Source: Image created by the author
This tutorial is going to explain different measures of variation and why they're necessary. It's not good enough to report just an average, or a measure of center when you're talking about a data set. Suppose I was going to compare and contrast the January high, low, and average temperatures for Buffalo Grove, Illinois versus Valdez, Alaska. Well, the arrange for both of these cities is 21 degrees in January.
However, if you look at the typical high temperature in Buffalo Grove, it's a little higher than the typical high temperature in Valdez. And the low temperature in Buffalo Grove is a little bit lower than the low temperature in Valdez. Buffalo Grove's temperatures, although they average the same as Valdez, are a little bit more variable. They're spread out a little bit more. It gets a little colder at night and a little warmer in the day. Valdez's temperatures seem a little bit more consistent. And so it would be inappropriate to just compare them based on their averages.
So we need to understand how variable the values are around whatever measure of center we're choosing to use. And just like measures of center, there are several measures of spread. There's the range, standard deviation, and something called the interquartile range. All of these are covered in more detail in another tutorial. But in any case, whatever measure of variation you use, a high value means that the data set is not consistent, that it's more spread out.
Whereas a low value indicates that the values are not very spread out, that they're tightly clustered together. And when the data does deviate from the center, it's not by very much. And you can have measures of spread or measures of variation that are zero, which would indicate that all the data values are, in fact, the same.

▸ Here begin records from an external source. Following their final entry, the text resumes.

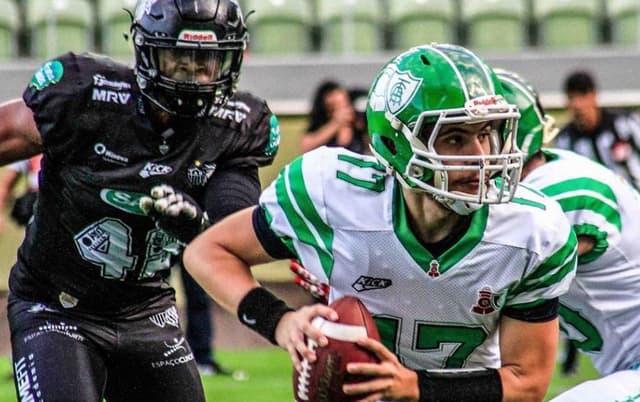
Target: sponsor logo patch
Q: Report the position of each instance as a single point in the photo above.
(154, 169)
(109, 96)
(233, 110)
(26, 378)
(370, 283)
(169, 317)
(101, 81)
(109, 156)
(49, 74)
(197, 36)
(174, 347)
(274, 137)
(487, 302)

So to recap, variation indicates the extent to which the data set values are close together. So there are many ways to measure variation, and all of those methods have a simple rule, which means that a high value means that the data are more varied and a smaller value means that the data are less varied. So we talked about measures of variation, same thing as measures of spread. Variation and spread are synonyms that we'll be using fairly extensively throughout these tutorials. Good luck. We'll see you next time.